Der Focus ist unterdessen der Überzeugung, dass sich Petry mit ihrem egozentrischen Alleingang verkalkuliert hat. Es werde offensichtlich keiner die AfD-Fraktion verlassen, obwohl Petry wohl seit längerem plante, eine eigene Fraktion zu gründen und anschließend möglicherweise auch eine neue Partei. Petry habe schon vor Monaten geprüft, wer in der AfD hinter ihr stehe, wozu es in Sachsen sogar schon Probeabstimmungen gegeben habe. Dabei soll sich ergeben haben, dass 20 bis 25 Prozent der Anwesenden bereit gewesen seien, sich auf die Seite der Abtrünnigen zu schlagen. Es halten sich auch Gerüchte, dass sich Petry öfters mit der CDU in Sachsen getroffen habe und im Januar auch zu Besuch im Kanzleramt gewesen sei, wie beispielsweise geolitico berichtet.

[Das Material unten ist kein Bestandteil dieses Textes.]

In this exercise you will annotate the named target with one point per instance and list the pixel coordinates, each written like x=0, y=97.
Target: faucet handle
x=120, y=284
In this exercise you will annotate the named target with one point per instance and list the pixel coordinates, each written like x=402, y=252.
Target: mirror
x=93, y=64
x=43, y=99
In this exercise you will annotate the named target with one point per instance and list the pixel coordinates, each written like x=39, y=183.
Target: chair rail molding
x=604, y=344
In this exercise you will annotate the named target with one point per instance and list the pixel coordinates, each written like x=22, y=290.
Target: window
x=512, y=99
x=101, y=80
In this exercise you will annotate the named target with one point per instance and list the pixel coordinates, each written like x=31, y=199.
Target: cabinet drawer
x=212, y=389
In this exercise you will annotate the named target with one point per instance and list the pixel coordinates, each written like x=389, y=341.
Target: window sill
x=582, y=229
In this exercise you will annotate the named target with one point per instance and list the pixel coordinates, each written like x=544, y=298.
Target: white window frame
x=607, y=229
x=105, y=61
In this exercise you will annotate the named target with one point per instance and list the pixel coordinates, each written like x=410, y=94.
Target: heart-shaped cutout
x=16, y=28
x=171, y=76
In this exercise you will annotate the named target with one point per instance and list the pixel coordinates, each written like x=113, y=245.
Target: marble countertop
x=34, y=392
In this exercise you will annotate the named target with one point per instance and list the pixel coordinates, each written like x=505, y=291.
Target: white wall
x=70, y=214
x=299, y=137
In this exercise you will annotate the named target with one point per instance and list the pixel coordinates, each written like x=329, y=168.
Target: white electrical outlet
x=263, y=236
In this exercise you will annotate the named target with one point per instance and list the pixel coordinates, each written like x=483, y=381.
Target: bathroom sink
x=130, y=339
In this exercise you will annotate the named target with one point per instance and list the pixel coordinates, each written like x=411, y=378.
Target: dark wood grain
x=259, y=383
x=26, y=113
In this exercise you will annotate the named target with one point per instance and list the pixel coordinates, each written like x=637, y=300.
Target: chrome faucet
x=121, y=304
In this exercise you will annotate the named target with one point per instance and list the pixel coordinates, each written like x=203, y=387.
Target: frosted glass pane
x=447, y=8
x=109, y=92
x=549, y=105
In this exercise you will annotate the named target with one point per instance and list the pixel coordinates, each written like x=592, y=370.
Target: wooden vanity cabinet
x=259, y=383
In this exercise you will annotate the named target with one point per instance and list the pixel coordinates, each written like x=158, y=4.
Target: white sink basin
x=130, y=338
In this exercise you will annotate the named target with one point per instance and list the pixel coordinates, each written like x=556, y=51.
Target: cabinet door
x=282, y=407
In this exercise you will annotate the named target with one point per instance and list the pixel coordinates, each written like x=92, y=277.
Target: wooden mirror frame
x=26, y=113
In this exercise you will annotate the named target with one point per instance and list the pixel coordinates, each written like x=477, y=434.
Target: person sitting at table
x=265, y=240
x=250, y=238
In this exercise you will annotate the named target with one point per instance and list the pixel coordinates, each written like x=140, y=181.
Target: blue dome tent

Der Verrat hat sich aber ganz offensichtlich nicht ausgezahlt. Im Augenblick der Wahrheit wollte dann doch kein einziger die frisch gegründete Bundestagsfraktion verlassen. In meiner Rede bei Pegida Dresden bezeichnete ich ihr schändliches Verhalten als hinterhältigen Dolchstoß. Wir würden uns ganz genau ansehen, wer der Verräterin nachfolge. Gut 3500 Spaziergänger feierten den beeindruckenden Wahlerfolg der AfD, der dazu geführt hat, dass Sachsen nun in blauer Hand ist:

Versammlungsleiter Wolfgang Taufkirch betonte, dass die patriotischen Bürgerbewegungen mit Pegida an der Spitze einen entscheidenden Anteil an dem AfD-Erfolg hätten. Es sei ein Witz, dass die etablierten Parteien als einen der Gründe hierfür unterstellten, die Sachsen fühlten sich „abgehängt“. Vielmehr sei es so, dass sie dem Rest der Republik um mehr als einen Schritt voraus seien und vielmehr die anderen abgehängt hätten. Die Stimme des Volkes habe endlich einen parlamentarischen Arm im Bundestag erhalten, um dort die Antwort auf Merkels „Wir schaffen dass“ zu geben: „Wir wollen das gar nicht schaffen“:

Renate Sandvoß, seit 30 Jahren selbstständige Journalistin, früher u.a. beim ZDF, kritisierte vor allem das ungeheuerliche Medienbashing gegen die AfD und Pegida:

Der triumphale Erfolg vom Sonntag gibt jetzt Treibstoff für die kommende Monate. Pegida Dresden feiert am Samstag, den 28. Oktober sein dreijähriges Bestehen. Am kommenden Dienstag, dem Tag der Deutschen Einheit, protestiert Pegida Nürnberg ab 14 Uhr auf dem Jakobsplatz u.a. gegen die Vereinnahmung dieses Feiertages durch den „Tag der Offenen Moschee“ der Mohammedaner. Hierzu werden als Redner aus Dresden Siegfried Daebritz und Wolfgang Taufkirch kommen.